Despite its simplicity, we have found that the captured type system is sufficient to type the vast majority of polymorphic functions used in practice and that it is quickly understood even by programmers with no type system experience.

Deep Casts and Types as Contracts

Besides the covariance assumption, there is one last key difference between Stanza's parametric type system and that of Java and Scala's. Consider the following function, for computing the sum of all the integers in an array.

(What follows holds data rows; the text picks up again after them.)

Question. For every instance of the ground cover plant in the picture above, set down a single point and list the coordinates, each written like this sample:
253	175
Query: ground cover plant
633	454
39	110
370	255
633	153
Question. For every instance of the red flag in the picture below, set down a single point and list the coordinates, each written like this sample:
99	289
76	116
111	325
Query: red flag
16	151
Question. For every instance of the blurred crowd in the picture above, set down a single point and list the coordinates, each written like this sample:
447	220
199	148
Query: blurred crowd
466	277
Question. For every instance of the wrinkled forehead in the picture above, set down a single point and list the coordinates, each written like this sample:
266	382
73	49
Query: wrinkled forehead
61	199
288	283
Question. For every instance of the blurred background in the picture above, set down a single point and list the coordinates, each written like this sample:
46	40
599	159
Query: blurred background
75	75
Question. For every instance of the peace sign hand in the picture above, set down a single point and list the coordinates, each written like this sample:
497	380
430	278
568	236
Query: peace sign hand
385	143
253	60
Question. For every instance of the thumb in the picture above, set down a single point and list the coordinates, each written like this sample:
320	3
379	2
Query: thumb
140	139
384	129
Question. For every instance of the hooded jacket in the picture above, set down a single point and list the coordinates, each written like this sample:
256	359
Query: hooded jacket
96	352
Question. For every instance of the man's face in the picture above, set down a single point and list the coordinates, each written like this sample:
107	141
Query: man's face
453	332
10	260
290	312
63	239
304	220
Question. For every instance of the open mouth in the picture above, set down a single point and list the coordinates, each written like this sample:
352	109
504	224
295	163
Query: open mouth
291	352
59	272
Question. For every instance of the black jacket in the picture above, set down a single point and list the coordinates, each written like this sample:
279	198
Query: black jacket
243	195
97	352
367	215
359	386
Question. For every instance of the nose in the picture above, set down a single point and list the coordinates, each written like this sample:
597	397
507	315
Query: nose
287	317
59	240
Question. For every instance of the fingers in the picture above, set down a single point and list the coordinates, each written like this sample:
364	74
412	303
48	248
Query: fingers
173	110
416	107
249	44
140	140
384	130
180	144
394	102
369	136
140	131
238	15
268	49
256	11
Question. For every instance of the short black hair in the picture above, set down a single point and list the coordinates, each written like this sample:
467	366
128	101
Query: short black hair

defn sum-array (xs:Array<Int>) :
  var accum = 0
  for x in xs do :
    accum = accum + x
  accum

The argument xs is declared to be an array of integers. In Java, that annotation is interpreted to mean that, when xs was created, it was created as an array to hold integers (Integer[]). But that interpretation is unnecessarily restrictive. xs does not need to be created as an array for holding only integers, it just needs to contain only integers at the time that sum-array is called. Thus in Java, if xs was created with type Object[] then it cannot be passed to sum-array as an argument, even if the programmer were sure that it contained only Integer objects. The only work-around is to create a new array of type Integer[], copy the contents of xs into it, and then call sum-array on the copied array.

In contrast, Stanza interprets the annotation on xs to mean that xs behaves as an array of integers. This means that whenever a value is retrieved from xs, the value will have type Int (or else the program is fatally wrong). Consider the following array created in Stanza:

val xs = Array<Int|String>(3)
xs[0] = "zero"
xs[1] = "one"
xs[2] = "two" 
xs[0] = 0
xs[1] = 1
xs[2] = 2

Even though xs is an array initially created to hold integers and strings, by the end of the code, it is guaranteed that only integers remain. Attempting to call sum-array directly with xs

sum-array(xs)

results in this error:

example.stanza:19.0: Cannot call function sum-array of type
Array<Int> -> Int with arguments of type (Array<String|Int>).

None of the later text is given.